The prompt source identifies which file to get the relevant context from, with the following categories:
- Current file (with respect to the hole)
- Parent class
- Import files
- Sibling files
- Files with similar names
- Child class
- Import of parent class
- Import of sibling files
- Import of files with similar names
- Import of child class
Given a prompt source, the prompt context type determines what to extract from the prompt source, with the following categories:
- Post Lines (all lines in the current file from the end of the hole - this only applies to current file)
- Identifiers
- Type identifiers
- Field declarations
- String literals
- Method names
- Method names and bodies
An overview of the RLPG framework is given below (I personally found this diagram more confusing than helpful, so skip it if you wish):
2. Prompt Proposal Classifier (PPC)
While we have a RLPG that generates a bunch of prompt proposals, it would be expensive to try all combinations of prompt proposals to see which one works.
Instead, the authors introduce a Prompt Proposal Classifier (PPC), which given a hole position, determines which prompt proposal has the highest probability of success, where success means that Codex generates the exact same code as what was in the hole after being fed that prompt.
They introduce two variants of PPCs: the RLPG-H and RLPG-R (it was unclear to me what H and R stands for here).
RLPG-H
In RLPG-H, they take the two lines before and two lines after the hole, feed it into the encoder \(F_\phi\) and take the encoded [CLS]
token as an encoded representation of the surrounding context, and then feed it through a two-layer neural network with final sigmoid activations as predictions:
Hence the idea is that the encoded representation of the context might serve to have useful features to predict which prompt proposal might work best.
RLPG-R
In RLPG-R, they go a little further than RLPG-H and on top of obtaining the [CLS]

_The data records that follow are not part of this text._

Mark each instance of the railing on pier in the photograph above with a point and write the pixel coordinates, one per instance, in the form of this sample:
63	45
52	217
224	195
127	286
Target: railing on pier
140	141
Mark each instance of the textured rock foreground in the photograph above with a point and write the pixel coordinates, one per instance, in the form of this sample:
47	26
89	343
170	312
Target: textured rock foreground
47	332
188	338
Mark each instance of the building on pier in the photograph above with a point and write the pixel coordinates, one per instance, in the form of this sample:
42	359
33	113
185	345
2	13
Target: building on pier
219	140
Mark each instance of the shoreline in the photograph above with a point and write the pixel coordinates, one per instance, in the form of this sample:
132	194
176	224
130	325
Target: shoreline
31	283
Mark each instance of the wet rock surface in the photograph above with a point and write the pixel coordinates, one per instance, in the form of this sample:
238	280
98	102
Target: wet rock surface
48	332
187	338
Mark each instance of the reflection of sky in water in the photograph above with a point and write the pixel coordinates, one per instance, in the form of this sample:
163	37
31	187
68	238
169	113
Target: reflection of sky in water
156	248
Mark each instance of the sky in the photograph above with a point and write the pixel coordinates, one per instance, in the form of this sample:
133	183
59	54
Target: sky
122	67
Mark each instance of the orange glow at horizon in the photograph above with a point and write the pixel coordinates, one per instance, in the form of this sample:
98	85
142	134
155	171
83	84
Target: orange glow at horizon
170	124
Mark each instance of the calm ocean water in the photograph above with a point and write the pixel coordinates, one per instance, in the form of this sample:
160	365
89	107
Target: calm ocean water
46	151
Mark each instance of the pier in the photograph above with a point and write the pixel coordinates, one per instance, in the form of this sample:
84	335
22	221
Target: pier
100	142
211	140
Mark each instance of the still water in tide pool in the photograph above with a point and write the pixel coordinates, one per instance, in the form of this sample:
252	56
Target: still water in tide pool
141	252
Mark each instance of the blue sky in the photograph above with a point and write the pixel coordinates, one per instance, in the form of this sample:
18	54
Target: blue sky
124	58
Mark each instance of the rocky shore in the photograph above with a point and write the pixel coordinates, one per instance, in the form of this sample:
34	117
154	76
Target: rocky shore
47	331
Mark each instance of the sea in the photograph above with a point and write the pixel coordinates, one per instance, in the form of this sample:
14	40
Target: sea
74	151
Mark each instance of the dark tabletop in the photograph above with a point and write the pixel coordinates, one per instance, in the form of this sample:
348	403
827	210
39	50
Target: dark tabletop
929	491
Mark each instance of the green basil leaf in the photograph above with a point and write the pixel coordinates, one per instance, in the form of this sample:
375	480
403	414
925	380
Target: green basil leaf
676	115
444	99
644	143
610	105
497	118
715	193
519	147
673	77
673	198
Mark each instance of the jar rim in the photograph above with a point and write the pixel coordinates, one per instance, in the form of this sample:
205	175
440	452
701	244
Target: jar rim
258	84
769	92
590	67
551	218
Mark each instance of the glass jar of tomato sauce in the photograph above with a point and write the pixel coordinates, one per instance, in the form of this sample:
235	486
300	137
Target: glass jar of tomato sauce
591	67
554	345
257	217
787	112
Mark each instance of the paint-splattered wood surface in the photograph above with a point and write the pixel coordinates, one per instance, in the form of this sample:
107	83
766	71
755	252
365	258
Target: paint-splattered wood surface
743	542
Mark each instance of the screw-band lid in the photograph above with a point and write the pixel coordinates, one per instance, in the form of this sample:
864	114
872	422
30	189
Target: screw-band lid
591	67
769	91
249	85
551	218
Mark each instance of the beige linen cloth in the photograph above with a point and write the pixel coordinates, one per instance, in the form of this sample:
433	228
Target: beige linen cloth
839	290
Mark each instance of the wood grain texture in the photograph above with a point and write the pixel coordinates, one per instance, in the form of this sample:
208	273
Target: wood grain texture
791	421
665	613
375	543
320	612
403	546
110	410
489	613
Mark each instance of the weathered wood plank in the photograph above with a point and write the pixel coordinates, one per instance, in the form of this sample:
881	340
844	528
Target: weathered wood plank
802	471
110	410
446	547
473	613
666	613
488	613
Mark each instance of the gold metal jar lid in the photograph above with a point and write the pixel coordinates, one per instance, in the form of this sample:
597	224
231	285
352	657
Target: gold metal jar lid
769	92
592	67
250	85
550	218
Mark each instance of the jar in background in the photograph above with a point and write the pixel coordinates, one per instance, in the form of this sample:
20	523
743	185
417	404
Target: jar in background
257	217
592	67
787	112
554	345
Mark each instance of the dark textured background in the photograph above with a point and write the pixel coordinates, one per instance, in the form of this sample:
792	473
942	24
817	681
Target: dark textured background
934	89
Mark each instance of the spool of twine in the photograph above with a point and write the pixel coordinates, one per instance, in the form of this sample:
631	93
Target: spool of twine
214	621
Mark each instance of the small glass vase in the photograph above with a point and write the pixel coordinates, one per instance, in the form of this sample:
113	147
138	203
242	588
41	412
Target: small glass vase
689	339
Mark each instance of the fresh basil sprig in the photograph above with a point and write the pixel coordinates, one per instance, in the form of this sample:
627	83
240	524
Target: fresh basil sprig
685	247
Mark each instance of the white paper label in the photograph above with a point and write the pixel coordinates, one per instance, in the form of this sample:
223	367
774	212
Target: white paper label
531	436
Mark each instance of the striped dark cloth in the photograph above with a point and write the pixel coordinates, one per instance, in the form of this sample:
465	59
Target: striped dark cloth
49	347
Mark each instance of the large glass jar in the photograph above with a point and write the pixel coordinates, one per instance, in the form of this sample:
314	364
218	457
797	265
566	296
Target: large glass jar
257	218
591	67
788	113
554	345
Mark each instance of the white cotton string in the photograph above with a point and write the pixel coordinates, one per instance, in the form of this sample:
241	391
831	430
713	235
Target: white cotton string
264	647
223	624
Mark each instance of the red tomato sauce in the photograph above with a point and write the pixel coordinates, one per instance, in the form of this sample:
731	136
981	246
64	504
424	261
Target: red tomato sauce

token for the representation of the hole context \(H^h\), it takes advantage of the attention mechanism by treating that as the query, and also encoding the produced prompt context as the keys and values:
They then apply the multi-head attention module on it, and pass the result through a similar two-layer neural network:
\[\hat{y}_p^h =\operatorname{sigmoid}\left(W_p G\left(\text { MultiHead }\left(Q^h, K_p^h, V_p^h\right)\right)+b_p\right)\]We might think this may perform better, since it incorporates the attention mechanism between the prompt and the hole context (and RLPG-H does not even have access to the prompt contents), but surprisingly RLPG-H performs slightly better on evaluation:
3. Performance of Prompt Proposals
With respect to the previous figure, we also notice that simply using any prompt proposal also performs better than default Codex. In fact, the authors noted that many of the prompts look like a mess with mashed-up contexts, and still performed better than the default Codex. This indicates that it is worthwhile to add any sort of context and not worry too much about ordering.
It is also interesting to note the prompt proposals that had the highest success rates
Unsurprisingly, having additional context from the current file helped the most. This was then followed by sibling files, and then files with similar names, and then the imports.
Most Glaring Deficiency
The prompt generation techniques are not mutually exclusive, and it seemed likely that they could be combined to achieve even better results, especially if we have not yet exhausted our context window. However, this direction was not explored in this paper, and as mentioned in the paper is left to future work, and it was also stated that they have promising initial results.
For instance, we might think that having relevant headers from an imported library and the relevant function definitions and bodies from a sibling file might cause it to perform even better, like the kind of information a normal developer would want.
Conclusions for Future Work
When there is more information than context, prompt generation becomes key to selectively choose information that would be the most helpful to the task at hand for the LLM. We can utilize similar techniques as this paper to augment our prompts with additional information, and note that even simple methods like randomly choosing additional context could already cause it to perform better.